That’s the message from Graeme Reynolds, Director of Competition and Interim Director of Insurance at the FCA, posted in a recent FCA blog on 3 February 2026.

But what does ‘fair value’ mean in practice – and how can firms provide more robust evidence that signals to the FCA that they’re paying it due diligence within their culture and day-to-day activities?

In the FCA’s view, fair value is about asking a simple question: are customers paying a reasonable price for a product, compared to the benefits they get in return?

Fair value in the cash savings market was one of the first areas the regulator looked at after the introduction of the Consumer Duty, having been prompted by complaints that savers weren’t seeing the benefits of high base rates.

Firms were challenged to show their working; to demonstrate that they were charging reasonable prices in relation to the costs paid and the service they delivered.

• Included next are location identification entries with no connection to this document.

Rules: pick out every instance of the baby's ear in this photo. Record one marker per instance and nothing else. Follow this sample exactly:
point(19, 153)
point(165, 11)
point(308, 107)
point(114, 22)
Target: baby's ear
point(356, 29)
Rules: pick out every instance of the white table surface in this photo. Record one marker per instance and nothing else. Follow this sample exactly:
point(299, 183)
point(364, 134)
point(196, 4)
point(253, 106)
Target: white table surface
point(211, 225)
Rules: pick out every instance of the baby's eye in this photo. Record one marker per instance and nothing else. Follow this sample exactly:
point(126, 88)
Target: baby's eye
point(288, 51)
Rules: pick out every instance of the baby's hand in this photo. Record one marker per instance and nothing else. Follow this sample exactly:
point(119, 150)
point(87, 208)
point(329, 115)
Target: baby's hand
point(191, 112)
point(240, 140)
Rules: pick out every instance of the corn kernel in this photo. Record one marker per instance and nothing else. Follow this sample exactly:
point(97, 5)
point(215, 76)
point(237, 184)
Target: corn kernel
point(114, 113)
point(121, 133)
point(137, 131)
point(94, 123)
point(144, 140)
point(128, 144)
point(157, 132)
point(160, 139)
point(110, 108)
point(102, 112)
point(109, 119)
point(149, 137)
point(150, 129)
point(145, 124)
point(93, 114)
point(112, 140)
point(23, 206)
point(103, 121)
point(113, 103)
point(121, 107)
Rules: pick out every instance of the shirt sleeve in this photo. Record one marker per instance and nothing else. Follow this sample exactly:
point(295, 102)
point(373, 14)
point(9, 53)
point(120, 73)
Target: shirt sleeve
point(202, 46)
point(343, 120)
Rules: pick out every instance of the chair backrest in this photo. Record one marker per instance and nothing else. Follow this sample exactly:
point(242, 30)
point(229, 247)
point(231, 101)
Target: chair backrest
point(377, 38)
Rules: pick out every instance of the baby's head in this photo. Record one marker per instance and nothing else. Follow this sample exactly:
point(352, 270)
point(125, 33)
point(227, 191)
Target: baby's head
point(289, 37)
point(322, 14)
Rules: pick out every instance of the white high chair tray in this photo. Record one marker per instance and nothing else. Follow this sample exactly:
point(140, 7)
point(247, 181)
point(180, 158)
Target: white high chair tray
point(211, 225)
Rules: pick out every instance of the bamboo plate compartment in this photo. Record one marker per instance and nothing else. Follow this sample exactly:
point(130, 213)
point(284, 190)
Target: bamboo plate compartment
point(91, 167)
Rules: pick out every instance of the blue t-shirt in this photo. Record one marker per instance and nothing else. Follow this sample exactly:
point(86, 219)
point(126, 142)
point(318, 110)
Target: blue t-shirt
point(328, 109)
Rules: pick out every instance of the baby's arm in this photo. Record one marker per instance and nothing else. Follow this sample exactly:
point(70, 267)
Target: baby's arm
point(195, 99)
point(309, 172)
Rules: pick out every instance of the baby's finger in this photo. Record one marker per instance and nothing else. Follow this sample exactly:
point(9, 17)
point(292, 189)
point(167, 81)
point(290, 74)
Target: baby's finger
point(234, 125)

Whilst some firms could do this, others didn’t have the right processes in place to make a high-quality assessment. Or they had the processes in place but weren’t implementing them in practice.

In our recent webinar – Kick-Start 2026: Conduct, Culture & Consumer Duty – What Firms Must Get Right – hosted in conjunction with regulatory consultancy firm, Ocorian, 32% of the 720 senior financial services professionals we polled said that they ‘lacked credible evidence’ that their culture supports fair value and good customer outcomes in practice.

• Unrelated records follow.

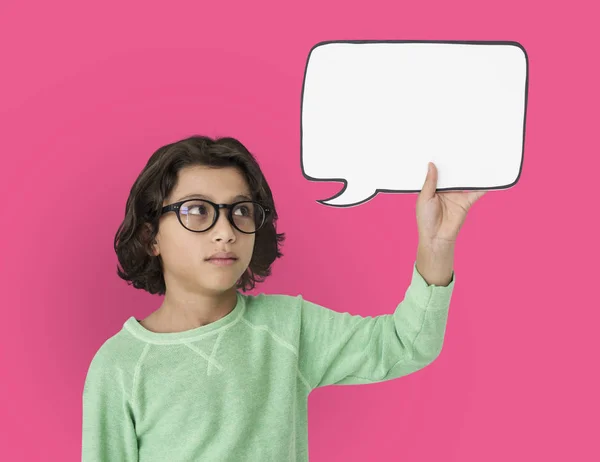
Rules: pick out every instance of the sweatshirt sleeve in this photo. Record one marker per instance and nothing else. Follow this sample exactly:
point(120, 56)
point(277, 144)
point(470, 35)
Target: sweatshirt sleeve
point(108, 426)
point(343, 349)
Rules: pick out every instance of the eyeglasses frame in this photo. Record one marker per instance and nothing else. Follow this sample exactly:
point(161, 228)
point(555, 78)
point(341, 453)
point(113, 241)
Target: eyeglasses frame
point(176, 207)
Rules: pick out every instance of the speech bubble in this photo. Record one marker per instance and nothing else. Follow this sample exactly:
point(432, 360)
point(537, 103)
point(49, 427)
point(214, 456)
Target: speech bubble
point(374, 113)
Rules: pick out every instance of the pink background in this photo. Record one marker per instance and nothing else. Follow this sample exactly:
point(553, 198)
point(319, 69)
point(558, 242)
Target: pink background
point(89, 92)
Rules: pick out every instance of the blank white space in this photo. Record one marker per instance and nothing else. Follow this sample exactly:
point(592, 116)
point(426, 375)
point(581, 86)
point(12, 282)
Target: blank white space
point(374, 114)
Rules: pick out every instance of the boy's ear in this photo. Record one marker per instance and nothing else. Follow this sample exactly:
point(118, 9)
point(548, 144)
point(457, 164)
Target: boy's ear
point(153, 248)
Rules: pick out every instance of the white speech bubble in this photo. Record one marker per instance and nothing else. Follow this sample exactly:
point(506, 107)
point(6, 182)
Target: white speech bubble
point(374, 113)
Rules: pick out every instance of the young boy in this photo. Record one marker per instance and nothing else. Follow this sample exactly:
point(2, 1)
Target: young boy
point(218, 375)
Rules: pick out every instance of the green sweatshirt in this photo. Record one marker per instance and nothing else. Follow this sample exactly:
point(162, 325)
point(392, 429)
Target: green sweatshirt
point(237, 389)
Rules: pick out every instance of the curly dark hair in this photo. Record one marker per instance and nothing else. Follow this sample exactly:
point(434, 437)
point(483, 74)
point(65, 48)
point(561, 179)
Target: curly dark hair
point(139, 228)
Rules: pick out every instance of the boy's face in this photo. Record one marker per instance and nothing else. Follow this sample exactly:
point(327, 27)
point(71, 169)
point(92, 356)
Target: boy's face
point(185, 253)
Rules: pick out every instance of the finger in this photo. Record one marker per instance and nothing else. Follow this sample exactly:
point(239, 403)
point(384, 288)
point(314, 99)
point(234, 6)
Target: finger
point(430, 184)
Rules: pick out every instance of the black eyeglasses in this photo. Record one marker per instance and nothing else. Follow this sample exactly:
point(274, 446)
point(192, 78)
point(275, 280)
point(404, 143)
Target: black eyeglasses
point(199, 215)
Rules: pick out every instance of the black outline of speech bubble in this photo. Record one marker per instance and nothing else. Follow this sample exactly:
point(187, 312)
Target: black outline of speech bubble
point(377, 191)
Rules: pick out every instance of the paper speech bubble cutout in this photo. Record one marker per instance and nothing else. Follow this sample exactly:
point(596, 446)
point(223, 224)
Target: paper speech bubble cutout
point(374, 113)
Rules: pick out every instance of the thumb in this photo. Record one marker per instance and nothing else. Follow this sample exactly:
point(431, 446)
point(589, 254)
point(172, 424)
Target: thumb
point(430, 184)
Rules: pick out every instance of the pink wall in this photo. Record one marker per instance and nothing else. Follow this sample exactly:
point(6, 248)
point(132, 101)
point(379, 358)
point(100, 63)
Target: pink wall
point(89, 92)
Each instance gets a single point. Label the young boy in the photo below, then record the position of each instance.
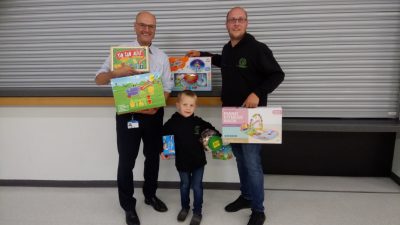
(190, 157)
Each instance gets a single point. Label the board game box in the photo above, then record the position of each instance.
(135, 57)
(138, 92)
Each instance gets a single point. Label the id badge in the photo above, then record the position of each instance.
(133, 124)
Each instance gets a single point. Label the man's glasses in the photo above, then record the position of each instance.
(144, 26)
(239, 20)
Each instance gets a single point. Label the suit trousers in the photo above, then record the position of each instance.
(149, 131)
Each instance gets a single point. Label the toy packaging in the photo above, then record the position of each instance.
(191, 73)
(138, 92)
(252, 125)
(168, 146)
(135, 57)
(224, 153)
(211, 140)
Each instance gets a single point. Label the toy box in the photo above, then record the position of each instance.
(135, 57)
(138, 92)
(168, 146)
(224, 153)
(191, 73)
(252, 125)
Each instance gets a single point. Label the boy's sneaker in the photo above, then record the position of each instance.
(131, 217)
(196, 219)
(182, 214)
(256, 218)
(238, 204)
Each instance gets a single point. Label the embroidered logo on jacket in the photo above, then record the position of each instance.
(242, 63)
(197, 130)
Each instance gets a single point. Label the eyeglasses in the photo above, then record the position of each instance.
(239, 20)
(144, 26)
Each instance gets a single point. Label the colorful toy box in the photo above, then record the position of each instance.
(224, 153)
(138, 92)
(191, 73)
(252, 125)
(168, 146)
(135, 57)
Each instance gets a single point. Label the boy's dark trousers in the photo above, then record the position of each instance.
(128, 143)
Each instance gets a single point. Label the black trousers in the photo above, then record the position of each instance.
(128, 143)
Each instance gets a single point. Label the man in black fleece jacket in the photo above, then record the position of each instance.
(249, 73)
(190, 157)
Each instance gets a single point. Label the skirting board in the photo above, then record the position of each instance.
(109, 183)
(395, 178)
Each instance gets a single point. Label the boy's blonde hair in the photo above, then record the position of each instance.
(188, 93)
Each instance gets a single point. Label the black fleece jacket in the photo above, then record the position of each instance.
(248, 67)
(189, 151)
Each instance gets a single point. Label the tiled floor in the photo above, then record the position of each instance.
(290, 200)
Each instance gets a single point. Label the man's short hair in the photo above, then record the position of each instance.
(186, 93)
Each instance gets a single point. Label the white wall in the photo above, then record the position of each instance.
(79, 143)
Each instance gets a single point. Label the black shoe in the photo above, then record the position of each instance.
(196, 219)
(182, 214)
(238, 204)
(256, 218)
(132, 218)
(157, 204)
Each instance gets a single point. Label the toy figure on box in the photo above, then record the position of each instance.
(190, 157)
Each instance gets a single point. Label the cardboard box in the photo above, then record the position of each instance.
(168, 145)
(225, 153)
(135, 57)
(191, 73)
(252, 125)
(138, 92)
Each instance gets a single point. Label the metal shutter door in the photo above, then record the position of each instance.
(341, 58)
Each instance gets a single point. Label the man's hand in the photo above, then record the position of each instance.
(251, 101)
(193, 53)
(124, 71)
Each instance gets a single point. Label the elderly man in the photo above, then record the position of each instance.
(149, 124)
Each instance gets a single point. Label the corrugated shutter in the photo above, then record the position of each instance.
(341, 58)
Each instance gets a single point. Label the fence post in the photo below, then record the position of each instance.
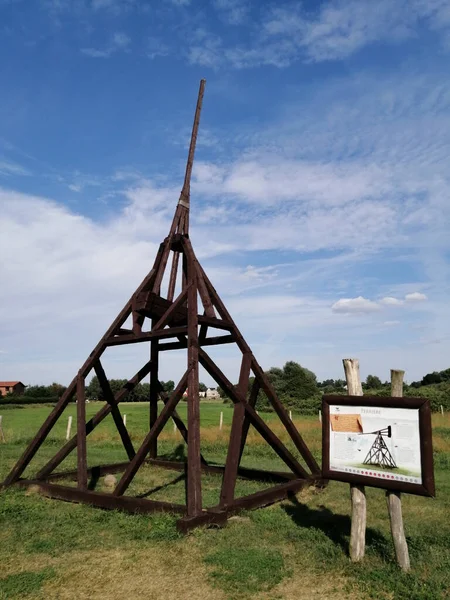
(393, 499)
(357, 492)
(69, 427)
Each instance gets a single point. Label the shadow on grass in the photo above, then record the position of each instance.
(163, 486)
(335, 527)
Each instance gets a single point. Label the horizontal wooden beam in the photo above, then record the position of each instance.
(269, 496)
(101, 500)
(214, 322)
(147, 336)
(177, 465)
(212, 341)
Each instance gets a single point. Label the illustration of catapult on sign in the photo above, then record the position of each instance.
(379, 453)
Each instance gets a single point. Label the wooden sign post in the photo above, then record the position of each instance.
(393, 499)
(357, 492)
(383, 442)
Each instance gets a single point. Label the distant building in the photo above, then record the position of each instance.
(11, 387)
(210, 394)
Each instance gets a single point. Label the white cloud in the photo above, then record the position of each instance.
(390, 301)
(120, 42)
(156, 47)
(415, 297)
(355, 306)
(335, 30)
(234, 12)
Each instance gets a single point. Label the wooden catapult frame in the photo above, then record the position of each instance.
(175, 323)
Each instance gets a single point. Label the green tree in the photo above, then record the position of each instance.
(38, 391)
(373, 382)
(56, 389)
(168, 386)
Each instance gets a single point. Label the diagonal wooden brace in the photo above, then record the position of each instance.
(115, 412)
(92, 423)
(162, 419)
(254, 418)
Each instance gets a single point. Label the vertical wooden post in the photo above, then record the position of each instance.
(2, 435)
(154, 390)
(81, 434)
(194, 481)
(357, 492)
(69, 427)
(393, 499)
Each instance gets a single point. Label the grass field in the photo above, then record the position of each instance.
(296, 549)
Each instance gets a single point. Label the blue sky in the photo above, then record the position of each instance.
(320, 193)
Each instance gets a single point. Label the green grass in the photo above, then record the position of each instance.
(51, 549)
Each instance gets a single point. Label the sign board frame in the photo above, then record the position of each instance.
(427, 487)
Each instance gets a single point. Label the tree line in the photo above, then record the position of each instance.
(296, 386)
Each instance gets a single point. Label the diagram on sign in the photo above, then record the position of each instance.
(375, 442)
(379, 453)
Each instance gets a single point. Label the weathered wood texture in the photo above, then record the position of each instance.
(81, 434)
(357, 492)
(179, 319)
(194, 474)
(394, 499)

In the accompanying session paper from this webinar, we discussed some key evidence points that could support firms to better demonstrate that their culture supports fair value.

Download the full discussion paper here to learn more.

Here are some of the key discussion points raised in the paper:

  • While many firms struggle with the abstract nature of pricing intangible benefits – such as “peace of mind” – the path to a robust fair value assessment is often found in practical, data-driven steps. A successful assessment is not just a theoretical exercise but a grounded evaluation of whether a firm’s commercial hypothesis matches the reality of its customer outcomes.
  • Most firms operate under a defined charging model, which represents their “hypothesis” of how costs should be distributed across their client base. Whether this model is uniform or tiered, the regulatory challenge lies in comparing this intent against “data in arrears.”
  • Analysis often reveals a distribution curve where, while the bulk of clients sit in the expected middle ground, significant outliers exist at the fringes. At one end, firms may find they are notionally undercharging – potentially a matter of commerciality or discounting strategy. At the other, more concerning end, subsets of customers may be paying two or three times the expected amount. Identifying these outliers is the first step toward mitigating regulatory risk; it allows firms to intervene, investigate the root cause, and fix the disparity before it draws formal scrutiny.
  • A common misconception is that the “fair value” framework triggers a “race to the bottom” regarding price. On the contrary, the FCA’s focus is on the relationship between price and benefit. A higher-priced product can still represent excellent value if the benefits provided are commensurate and tangible.
  • To evidence this, firms must move beyond sentiment and track the “reality of the benefit.” This involves monitoring concrete service markers, such as the frequency of client calls, the delivery of scheduled reports, and the execution of suitability changes. By bringing together the hypothesis of the service and the reality of its delivery, firms create a grounded evidence set. This quantitative data provides a much stronger justification for a firm’s approach than relying solely on subjective customer views regarding the price of “peace of mind.”
  • The financial advice sector provides a clear example of the regulator’s primary concerns. When investigating ongoing service fees, the FCA’s focus has often been remarkably simple: Did the customer get what they paid for? The value of regular, high-quality advice is undisputed, but that value only exists if the service is actually delivered.
  • The regulator has found that many firms lack the effective tracking required to identify when services have been missed. This has led to a direct challenge: if a firm is charging for a service it cannot – or does not – deliver, the service model itself must be questioned. Firms must ensure that if a client is unable to engage with the planned service, or if the firm cannot fulfil its promise, the service is either adapted, or the client is moved to a more appropriate option.

 

 

*This blog contains information intended for general guidance only. The answers are not offered as advice nor as representing the opinion of the Financial Conduct Authority (FCA). They are an interpretation of expectations and will be subject to change in response to regulatory guidance and other factors. It should not be used as a substitute for professional and/or legal advice.